Dad was right, of course. No one could satisfy them all. I could only hope to meet just enough of their demands that most of them would back me more or less willingly, and the rest would fall into line for fear of losing out. But, Tom’s dick, where did I start? How did I give enough to one lot without taking too much away from another?

Well, I still had time. I started by reminding them that Dad was still Headman, not me, and that I could only take their requests to him. Then I promised to work on sorting out two things that all of them seemed to want. One of these was to do something about the forest people, the small people who led their own lives out top and didn’t contribute anything to the rest of us. My dad had once suggested to me a new way of fixing this.

“Every single grown-
up in New Earth will have to give at least one cube of metal every hundredwake to the Headman,” I said, presenting Dad’s idea as if I’d thought of it myself. “The only way those forest people will be able to get that metal will be by doing some work for one or another of you chiefs.”

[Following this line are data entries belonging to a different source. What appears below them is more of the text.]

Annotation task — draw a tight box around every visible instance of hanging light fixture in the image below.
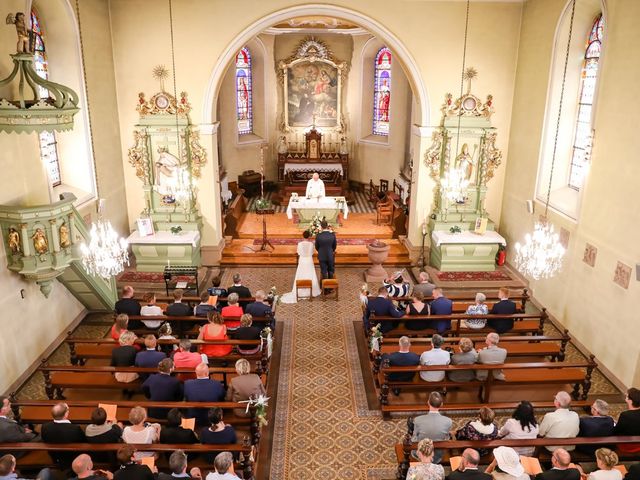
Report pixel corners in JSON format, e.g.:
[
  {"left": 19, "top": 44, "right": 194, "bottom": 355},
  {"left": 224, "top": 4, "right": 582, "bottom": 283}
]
[
  {"left": 80, "top": 199, "right": 129, "bottom": 279},
  {"left": 515, "top": 0, "right": 576, "bottom": 280}
]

That went down pretty well, specially with chiefs from out top and the outer caves. I felt sorry for the forest people, minding their own business out there, just like Starlight’s people on their waterhill, but what else could I do? And after all, I told myself, they wouldn’t be here in New Earth at all if it wasn’t for my great-
great grandfather John.

“The other thing I promise to work on is the plan to take back Old Ground. I know we haven’t got anything like enough boats yet, or ringmen, or spears, but I promise this is something my dad and me will work on.”

I felt bad about that, too. It made me feel sick inside to think of what “taking back Old Ground” would really mean, but I told myself that whatever plans we made, nothing would happen for a long long time, and a lot might change between now and then.

And, after all, if I was going to give these chiefs and teachers at least some of the things they thought they should have, where else could I go?